Ознакомительная версия.
Всякая цивилизация словоцентрична, а филолог — хранитель слов. Хорошо бы написать антиутопию о том, как начали вдруг исчезать филологи, а за ними стали исчезать слова. Общество же поощряло только то, что приносило доход, и постепенно дошло до состояния, когда звон денег стал сопровождаться мычанием. Ну, потом, конечно, исчезли и деньги.
При том что христиан, согласно статистике, на Земле треть населения, современный мир, и цивилизованный в том числе, руководствуется, прежде всего, языческими по своей сути понятиями (национальный интерес, корпоративизм, культ власти/контроля над другими людьми/государствами, культ наслаждения и пр.). Вы согласитесь с мыслью, что путь и учение Христа оказались не очень востребованными человечеством?
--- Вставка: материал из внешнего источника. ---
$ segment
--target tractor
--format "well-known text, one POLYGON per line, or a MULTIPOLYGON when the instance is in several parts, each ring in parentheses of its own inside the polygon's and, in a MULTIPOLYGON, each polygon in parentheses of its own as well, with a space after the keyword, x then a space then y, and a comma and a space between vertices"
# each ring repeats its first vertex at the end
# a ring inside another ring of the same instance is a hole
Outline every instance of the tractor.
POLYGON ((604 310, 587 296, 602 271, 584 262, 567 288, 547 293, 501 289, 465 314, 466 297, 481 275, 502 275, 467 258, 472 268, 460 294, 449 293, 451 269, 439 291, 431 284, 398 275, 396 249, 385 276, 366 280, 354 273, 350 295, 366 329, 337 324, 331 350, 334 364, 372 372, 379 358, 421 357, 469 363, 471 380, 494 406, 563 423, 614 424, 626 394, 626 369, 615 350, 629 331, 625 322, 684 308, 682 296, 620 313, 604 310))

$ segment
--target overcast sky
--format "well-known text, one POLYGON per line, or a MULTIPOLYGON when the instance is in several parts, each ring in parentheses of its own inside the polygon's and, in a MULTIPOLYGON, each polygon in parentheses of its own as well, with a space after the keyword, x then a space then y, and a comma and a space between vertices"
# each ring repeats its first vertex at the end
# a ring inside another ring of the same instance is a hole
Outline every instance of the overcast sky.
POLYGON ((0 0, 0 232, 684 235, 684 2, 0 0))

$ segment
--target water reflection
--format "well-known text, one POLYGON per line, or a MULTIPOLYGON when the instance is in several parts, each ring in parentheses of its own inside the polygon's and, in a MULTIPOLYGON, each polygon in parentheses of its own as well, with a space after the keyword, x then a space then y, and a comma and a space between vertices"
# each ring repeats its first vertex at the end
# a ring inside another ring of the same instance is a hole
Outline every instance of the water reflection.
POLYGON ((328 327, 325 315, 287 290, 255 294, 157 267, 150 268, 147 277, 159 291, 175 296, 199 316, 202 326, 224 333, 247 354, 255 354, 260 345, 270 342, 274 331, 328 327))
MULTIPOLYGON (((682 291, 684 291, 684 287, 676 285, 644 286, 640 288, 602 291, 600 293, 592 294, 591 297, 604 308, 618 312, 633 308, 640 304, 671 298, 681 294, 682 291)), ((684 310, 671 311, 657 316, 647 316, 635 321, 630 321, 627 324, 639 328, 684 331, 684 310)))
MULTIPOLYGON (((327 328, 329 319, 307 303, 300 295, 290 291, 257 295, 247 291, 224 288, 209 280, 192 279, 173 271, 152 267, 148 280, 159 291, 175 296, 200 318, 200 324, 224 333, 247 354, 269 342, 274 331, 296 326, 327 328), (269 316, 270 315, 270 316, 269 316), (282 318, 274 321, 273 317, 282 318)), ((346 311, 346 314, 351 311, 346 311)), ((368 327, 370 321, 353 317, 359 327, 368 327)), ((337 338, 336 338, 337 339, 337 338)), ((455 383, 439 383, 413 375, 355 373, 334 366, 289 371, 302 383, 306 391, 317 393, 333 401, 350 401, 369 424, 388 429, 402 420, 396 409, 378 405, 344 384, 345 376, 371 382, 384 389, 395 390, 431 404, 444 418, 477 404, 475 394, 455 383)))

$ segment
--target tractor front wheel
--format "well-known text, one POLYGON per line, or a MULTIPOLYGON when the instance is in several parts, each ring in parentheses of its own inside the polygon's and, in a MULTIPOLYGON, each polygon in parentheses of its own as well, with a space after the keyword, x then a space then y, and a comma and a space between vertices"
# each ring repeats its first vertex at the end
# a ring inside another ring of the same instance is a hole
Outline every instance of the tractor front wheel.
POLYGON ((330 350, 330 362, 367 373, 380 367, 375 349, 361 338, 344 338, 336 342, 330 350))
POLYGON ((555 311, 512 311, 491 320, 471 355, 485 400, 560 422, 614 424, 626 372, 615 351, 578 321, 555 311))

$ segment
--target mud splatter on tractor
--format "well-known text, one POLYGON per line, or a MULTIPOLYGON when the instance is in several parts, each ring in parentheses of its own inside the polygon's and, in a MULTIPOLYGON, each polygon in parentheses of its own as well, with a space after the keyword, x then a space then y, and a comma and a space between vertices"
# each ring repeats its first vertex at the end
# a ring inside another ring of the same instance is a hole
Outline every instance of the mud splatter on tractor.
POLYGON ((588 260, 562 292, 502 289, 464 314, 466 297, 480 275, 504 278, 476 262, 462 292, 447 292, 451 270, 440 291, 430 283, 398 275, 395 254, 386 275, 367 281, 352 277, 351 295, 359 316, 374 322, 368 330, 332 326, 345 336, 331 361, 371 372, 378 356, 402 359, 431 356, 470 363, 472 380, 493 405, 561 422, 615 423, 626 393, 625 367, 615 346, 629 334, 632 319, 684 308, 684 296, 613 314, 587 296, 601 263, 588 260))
Те понятия, которые Вы перечислили, не являются специально языческими, они, скорее, общечеловеческие. Что же касается востребованности христианства, то я бы не говорил о человечестве в целом. Кем-то оно востребовано, кем-то нет. Но ведь, судя по поговорке «Всяк крестится, да не всяк молится», это было и раньше, в те времена, когда принадлежность к той или иной конфессии была делом обязательным. Массовое, в силу общественных условий, посещение церкви еще не говорит о духовном благополучии — вспомните, чем окончился синодальный период русской церкви. Сейчас этой массовости нет, но есть свобода выбора, а свободно принятое решение имеет особую цену.
На Ваш взгляд, в популярном на сегодня понимании свободы как следования своим желаниям есть какая-то системная ошибка?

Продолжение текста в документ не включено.